«Non ci fu danno erariale» Assoluzione bis per Illy

TRIESTE La giunta Illy non ha venduto a prezzo di svendita l’ex caserma della Guardia di Finanza di Tarvisio. Non ha dunque commesso danno erariale a carico della Regione.
È assolta dall’accusa di non aver previsto una soglia minima di ribasso, come già in primo grado nel 2010, in tutti i suoi componenti presenti nella seduta del 2004 che decise quell’operazione di cartolarizzazione: con Riccardo Illy, difeso dagli avvocati Fabio Merusi, Guido Barzazi, Giovanni Borgna e Mario Cannata, anche gli ex assessori Augusto Antonucci, Ezio Beltrame, Enrico Bertossi, Roberto Cosolini, Franco Iacop, Enzo Marsilio, Gianfranco Moretton, Gianni Pecol Cominotto e Lodovico Sonego, tutelati da Renato Fusco.
L’attesa sentenza della Corte dei conti, sezione seconda giurisdizionale centrale, Luciano Calamaro presidente, porta la data del 28 dicembre ma è stata diffusa ieri, in tempo per alimentare nuove fibrillazioni a centrosinistra, lì dove già da mesi si agitata lo spauracchio Illy, il presidente della giunta 2003-2008, quella che ideò e realizzò la vendita di palazzi, terreni, ex ospedali e vecchie caserme, con incarico alla società veicolo Prima srl.
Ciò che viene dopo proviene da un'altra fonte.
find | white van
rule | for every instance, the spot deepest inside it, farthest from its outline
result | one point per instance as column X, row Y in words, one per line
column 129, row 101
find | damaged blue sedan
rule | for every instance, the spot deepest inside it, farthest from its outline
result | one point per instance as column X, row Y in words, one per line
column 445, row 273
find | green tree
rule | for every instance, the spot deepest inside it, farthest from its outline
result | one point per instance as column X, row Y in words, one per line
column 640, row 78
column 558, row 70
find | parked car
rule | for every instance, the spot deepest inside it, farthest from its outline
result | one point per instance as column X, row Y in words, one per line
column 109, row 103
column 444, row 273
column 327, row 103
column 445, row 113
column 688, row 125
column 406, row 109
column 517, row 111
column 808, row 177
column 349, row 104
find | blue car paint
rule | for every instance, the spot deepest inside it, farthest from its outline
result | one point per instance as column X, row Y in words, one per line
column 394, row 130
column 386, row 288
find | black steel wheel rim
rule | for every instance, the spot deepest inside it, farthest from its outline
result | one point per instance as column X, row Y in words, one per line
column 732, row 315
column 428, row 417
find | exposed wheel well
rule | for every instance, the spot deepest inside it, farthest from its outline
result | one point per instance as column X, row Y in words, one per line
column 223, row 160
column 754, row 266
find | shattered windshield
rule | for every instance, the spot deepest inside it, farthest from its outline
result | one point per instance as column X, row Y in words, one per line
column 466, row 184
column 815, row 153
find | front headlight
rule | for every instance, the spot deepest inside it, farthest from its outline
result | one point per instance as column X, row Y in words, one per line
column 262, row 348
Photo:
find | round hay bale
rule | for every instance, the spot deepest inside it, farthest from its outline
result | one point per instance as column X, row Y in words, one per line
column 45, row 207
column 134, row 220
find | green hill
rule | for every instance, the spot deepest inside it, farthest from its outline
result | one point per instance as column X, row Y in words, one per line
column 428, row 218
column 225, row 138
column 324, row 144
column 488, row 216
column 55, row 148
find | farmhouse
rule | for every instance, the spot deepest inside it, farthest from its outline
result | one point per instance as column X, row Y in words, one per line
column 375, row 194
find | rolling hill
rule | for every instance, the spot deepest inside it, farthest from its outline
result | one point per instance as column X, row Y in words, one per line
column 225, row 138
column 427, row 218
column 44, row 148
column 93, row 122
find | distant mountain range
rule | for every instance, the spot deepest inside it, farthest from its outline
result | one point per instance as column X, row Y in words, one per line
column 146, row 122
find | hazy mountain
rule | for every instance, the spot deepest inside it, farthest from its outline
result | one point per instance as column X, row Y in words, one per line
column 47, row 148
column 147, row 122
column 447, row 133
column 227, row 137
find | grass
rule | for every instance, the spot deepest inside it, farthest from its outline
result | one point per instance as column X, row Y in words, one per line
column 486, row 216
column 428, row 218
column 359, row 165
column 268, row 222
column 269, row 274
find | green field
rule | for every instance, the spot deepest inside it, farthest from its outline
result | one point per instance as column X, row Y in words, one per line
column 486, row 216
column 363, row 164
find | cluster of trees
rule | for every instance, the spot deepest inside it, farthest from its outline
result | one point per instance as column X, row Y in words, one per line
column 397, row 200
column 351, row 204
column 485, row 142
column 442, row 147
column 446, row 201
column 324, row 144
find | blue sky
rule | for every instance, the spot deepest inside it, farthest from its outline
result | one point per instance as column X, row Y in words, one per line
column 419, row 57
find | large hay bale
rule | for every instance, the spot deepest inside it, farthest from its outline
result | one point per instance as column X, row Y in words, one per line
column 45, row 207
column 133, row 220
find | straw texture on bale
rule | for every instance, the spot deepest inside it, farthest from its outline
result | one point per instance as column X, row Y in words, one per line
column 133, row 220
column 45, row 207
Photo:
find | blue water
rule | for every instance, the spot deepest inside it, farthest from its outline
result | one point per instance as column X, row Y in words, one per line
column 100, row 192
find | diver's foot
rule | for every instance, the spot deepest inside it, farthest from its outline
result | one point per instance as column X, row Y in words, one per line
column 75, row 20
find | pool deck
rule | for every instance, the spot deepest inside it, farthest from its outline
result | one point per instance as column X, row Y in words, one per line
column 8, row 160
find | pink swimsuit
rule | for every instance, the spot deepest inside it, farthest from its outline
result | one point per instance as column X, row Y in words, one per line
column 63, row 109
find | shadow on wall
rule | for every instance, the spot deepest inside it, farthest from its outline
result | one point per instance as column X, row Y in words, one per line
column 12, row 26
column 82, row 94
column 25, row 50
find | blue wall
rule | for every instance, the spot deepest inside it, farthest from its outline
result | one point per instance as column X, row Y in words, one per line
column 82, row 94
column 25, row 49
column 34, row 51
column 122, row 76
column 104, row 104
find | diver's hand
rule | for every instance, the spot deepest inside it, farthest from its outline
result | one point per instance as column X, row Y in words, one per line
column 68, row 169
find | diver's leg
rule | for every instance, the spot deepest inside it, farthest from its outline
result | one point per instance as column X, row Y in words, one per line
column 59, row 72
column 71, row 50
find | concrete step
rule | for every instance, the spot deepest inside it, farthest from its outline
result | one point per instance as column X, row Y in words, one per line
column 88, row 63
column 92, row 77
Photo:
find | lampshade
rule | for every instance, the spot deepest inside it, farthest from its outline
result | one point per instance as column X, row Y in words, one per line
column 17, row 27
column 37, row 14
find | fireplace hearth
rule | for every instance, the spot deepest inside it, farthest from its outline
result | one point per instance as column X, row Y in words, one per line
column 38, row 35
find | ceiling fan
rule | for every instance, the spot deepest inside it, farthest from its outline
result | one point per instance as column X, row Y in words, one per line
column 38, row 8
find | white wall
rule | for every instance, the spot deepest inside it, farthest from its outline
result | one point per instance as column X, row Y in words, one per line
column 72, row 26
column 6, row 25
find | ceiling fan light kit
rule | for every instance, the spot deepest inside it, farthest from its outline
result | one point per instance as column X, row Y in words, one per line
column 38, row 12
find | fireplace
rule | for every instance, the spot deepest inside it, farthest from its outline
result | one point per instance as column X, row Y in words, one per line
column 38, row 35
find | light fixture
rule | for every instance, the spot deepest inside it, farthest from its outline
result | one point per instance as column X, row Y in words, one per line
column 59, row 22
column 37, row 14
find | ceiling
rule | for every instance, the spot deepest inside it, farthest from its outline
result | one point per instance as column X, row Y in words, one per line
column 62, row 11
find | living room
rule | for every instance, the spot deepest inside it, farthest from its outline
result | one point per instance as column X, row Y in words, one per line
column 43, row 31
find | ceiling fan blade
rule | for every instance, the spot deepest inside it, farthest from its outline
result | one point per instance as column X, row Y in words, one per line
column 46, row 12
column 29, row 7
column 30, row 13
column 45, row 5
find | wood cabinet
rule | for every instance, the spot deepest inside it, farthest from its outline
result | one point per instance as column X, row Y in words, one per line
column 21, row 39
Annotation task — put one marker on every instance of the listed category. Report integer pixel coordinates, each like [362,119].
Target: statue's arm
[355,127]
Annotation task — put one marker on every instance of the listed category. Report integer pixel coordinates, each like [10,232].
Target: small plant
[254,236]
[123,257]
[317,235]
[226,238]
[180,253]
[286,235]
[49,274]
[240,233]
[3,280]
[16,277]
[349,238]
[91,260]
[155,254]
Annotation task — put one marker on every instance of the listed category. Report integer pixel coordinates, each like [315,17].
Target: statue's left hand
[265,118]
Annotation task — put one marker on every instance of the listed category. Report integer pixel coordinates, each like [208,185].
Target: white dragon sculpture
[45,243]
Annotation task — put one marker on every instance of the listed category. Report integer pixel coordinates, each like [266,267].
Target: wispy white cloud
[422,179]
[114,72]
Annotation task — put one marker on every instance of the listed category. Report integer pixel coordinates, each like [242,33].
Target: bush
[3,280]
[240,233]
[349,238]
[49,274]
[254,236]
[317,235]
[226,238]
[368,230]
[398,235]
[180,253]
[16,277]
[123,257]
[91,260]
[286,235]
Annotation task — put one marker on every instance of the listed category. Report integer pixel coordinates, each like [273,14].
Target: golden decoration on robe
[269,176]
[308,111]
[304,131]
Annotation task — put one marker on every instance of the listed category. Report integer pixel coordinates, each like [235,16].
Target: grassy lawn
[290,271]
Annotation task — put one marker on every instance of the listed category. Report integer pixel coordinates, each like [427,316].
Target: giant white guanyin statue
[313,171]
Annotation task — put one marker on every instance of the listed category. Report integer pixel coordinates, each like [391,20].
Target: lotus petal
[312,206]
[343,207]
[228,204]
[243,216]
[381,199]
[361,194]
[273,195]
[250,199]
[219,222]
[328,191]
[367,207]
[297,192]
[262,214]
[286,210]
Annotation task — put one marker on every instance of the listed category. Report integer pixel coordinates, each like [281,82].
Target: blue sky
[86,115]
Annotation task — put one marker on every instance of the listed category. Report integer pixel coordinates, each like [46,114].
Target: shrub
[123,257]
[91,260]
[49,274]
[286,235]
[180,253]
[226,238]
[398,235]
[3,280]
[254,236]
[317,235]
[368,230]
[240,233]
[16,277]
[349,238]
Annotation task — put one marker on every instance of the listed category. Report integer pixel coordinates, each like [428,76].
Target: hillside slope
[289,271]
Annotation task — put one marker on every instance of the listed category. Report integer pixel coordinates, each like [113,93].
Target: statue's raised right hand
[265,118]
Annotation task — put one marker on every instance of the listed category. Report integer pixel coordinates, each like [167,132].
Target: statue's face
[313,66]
Un modo per fare cassa dal punto di vista della politica. A volte una svendita, secondo alcuni magistrati. Uno dei casi fu quello dell’ospedale di Palmanova. Un altro quello dell’ex Centro zonale dell'Ersa a San Vito al Tagliamento. Dopo varie aste deserte il prezzo crollò e gli immobili furono venduti a trattativa privata. Nel 2014 la Corte dei conti (con conferma nel 2016 in Cassazione), ribaltando un verdetto di assoluzione in primo grado, quantificò in 700mila euro il danno erariale della giunta per quelle due cessioni sulla base di una legge regionale del 1971, la 57, che prevedeva limiti al ribasso. Contestualmente respinse un appello incidentale di Illy per difetto di giurisdizione, mirato a riconoscere la natura politica e non tecnicamente amministrativa dei provvedimenti di alienazione.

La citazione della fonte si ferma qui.